Penghasilannya mereka awalnya tak menentu, selalu kesulitan ekonomi saat musim kemarau karena tanah di desanya adalah tanah tadah hujan, sulit untuk bercocok tanam.
Saat tak ada pendapatan, warga bertahan hidup makan hasil kebun seperti singkong untuk dijadikan nasi dan daun pepaya sebagai sayurnya.
Beberapa juga terlilit piutang dengan rentenir karena terjebak dalam situasi gali lubang tutup lubang.
Marni menjadi salah satu dari sekian para perempuan kuat Dusun Jeruklegi untuk menopang perekonomian keluarga.
Kebutuhan makan, kebutuhan sekolah, hingga untuk uang saku anak pada akhirnya bisa ia penuhi semenjak bekerja dengan UD. Mount Vera Sejati.
“Seneng sekali Alhamdulilah sekarang semua kebutuhan terpenuhi tanpa mengandalkan suami, dulu kalau kemarau ga ada penghasilan, kadang nengok orang sakit ambil utang juga,” ucapnya.
Sementara tak jauh dari tempat Marni mengupas pelepah lidah buaya, ada sosok Umar Abdul Azis yang tengah sibuk melakukan pengemasan.
Sebagai karyawan UD. Mount Vera Sejati, Azis bertanggung jawab perihal packing produk lidah buaya.
Seperti Marni, UD. Mount Vera Sejati mengubah hidupnya sejak SMA.
Mahasiswa semester 7 Manajemen Pemasaran Universitas Negeri Yogyakarta (UNY) ini mengaku terbantu ekonominya.
“Sangat bersyukur sekali, kebutuhan saya terbantu sejak SMA hingga bisa kuliah tanpa merepotkan orangtua satu rupiah pun.

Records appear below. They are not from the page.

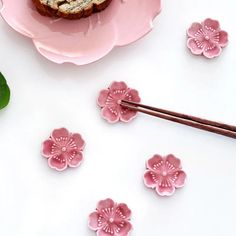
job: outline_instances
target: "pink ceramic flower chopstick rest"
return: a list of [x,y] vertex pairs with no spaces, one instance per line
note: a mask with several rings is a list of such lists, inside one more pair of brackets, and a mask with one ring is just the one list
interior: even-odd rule
[[[137,111],[123,107],[122,101],[139,103],[141,99],[138,91],[129,88],[124,82],[113,82],[108,89],[102,90],[98,97],[102,117],[109,123],[129,122],[135,118]],[[171,196],[175,188],[184,186],[185,179],[181,162],[174,155],[154,155],[147,161],[144,183],[148,188],[155,188],[160,196]]]
[[195,55],[214,58],[221,54],[228,44],[228,33],[220,29],[217,20],[210,18],[200,23],[193,23],[187,30],[187,46]]
[[69,133],[65,128],[55,129],[49,139],[43,142],[42,155],[48,159],[51,168],[63,171],[81,164],[84,146],[80,134]]
[[127,236],[132,229],[131,210],[124,203],[105,199],[98,203],[96,211],[89,215],[89,228],[97,236]]

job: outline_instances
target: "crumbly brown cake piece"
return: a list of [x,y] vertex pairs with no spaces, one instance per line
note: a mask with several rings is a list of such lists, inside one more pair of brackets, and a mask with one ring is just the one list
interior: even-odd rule
[[112,0],[32,0],[44,16],[79,19],[104,10]]

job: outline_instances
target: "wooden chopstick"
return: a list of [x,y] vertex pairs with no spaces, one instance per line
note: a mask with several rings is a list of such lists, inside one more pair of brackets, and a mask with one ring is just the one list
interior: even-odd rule
[[165,120],[177,122],[180,124],[188,125],[194,128],[206,130],[212,133],[224,135],[230,138],[236,139],[236,126],[228,125],[216,121],[211,121],[207,119],[202,119],[195,116],[185,115],[173,111],[168,111],[165,109],[160,109],[156,107],[151,107],[143,105],[140,103],[135,103],[131,101],[122,100],[121,106],[142,112],[148,115],[159,117]]

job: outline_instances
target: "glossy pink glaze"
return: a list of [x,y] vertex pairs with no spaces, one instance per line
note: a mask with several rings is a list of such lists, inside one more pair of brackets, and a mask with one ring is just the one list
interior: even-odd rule
[[53,130],[49,139],[43,142],[42,155],[48,165],[58,171],[67,167],[78,167],[82,160],[85,142],[78,133],[69,133],[65,128]]
[[154,155],[146,166],[144,183],[148,188],[155,189],[160,196],[171,196],[175,188],[184,186],[186,174],[181,168],[180,160],[174,155]]
[[140,102],[140,97],[138,91],[128,88],[125,82],[113,82],[108,89],[100,92],[97,102],[102,108],[102,117],[108,122],[129,122],[135,118],[137,112],[122,107],[121,100]]
[[193,23],[187,31],[187,46],[195,55],[214,58],[221,54],[228,44],[227,32],[220,29],[220,24],[210,18],[200,23]]
[[97,236],[127,236],[132,225],[131,210],[124,203],[115,203],[105,199],[98,203],[95,212],[89,215],[89,228],[97,232]]
[[[32,0],[2,0],[1,15],[19,33],[32,38],[47,59],[84,65],[115,46],[132,43],[152,29],[161,0],[113,0],[104,11],[80,20],[41,16]],[[137,17],[138,16],[138,17]]]

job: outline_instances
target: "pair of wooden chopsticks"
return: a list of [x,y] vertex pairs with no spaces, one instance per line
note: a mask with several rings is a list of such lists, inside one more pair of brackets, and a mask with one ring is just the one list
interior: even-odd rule
[[151,116],[159,117],[165,120],[174,121],[180,124],[188,125],[197,129],[206,130],[212,133],[224,135],[236,139],[236,126],[206,120],[195,116],[185,115],[173,111],[168,111],[156,107],[143,105],[131,101],[122,100],[121,106],[142,112]]

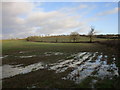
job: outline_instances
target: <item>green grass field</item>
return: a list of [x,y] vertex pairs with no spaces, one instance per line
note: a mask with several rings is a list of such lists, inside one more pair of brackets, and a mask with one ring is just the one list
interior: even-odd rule
[[[24,52],[24,53],[20,53]],[[46,52],[61,52],[62,55],[48,55]],[[108,55],[111,59],[111,55],[116,55],[116,50],[105,45],[98,43],[41,43],[41,42],[28,42],[26,40],[3,40],[2,41],[2,55],[8,55],[7,58],[3,58],[3,65],[20,65],[26,67],[28,65],[43,62],[46,64],[53,64],[59,60],[67,60],[69,56],[77,54],[79,52],[99,52],[103,55]],[[19,56],[36,55],[31,58],[18,58]],[[73,57],[69,57],[71,59]],[[110,61],[111,62],[111,61]],[[66,76],[71,69],[66,70],[63,73],[55,73],[54,70],[37,70],[26,74],[18,74],[11,78],[3,79],[3,88],[32,88],[32,86],[42,88],[91,88],[91,80],[93,77],[86,78],[80,84],[75,84],[70,80],[62,80],[61,77]],[[95,78],[95,77],[94,77]],[[95,87],[115,88],[113,81],[115,79],[100,80]],[[108,83],[110,82],[110,83]],[[86,87],[86,85],[88,85]],[[104,86],[105,85],[105,86]]]

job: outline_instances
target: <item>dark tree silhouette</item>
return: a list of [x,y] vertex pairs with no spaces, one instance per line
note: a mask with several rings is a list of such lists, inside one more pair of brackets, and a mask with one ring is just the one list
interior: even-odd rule
[[94,30],[94,27],[91,26],[91,30],[90,32],[88,33],[88,36],[90,38],[90,43],[93,41],[93,35],[95,34],[95,30]]

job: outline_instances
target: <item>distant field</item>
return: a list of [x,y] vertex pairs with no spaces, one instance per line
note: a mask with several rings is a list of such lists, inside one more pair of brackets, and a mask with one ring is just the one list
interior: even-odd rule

Sebagai petani mitra dan karyawan Mount Vera Sejati saya bersyukur,” ungkapnya kepada Tribunnews.
Pria kelahiran 2003 ini juga merupakan anggota karang taruna dusun setempat.
Karang taruna ternyata dilibatkan UD. Mount Vera Sejati sebagai pendukung wisata edukasi lidah buaya bernama Aloe Land.
Setiap ada kunjungan, biasanya sebulan dua kali, karang taruna diminta untuk menjadi petugas.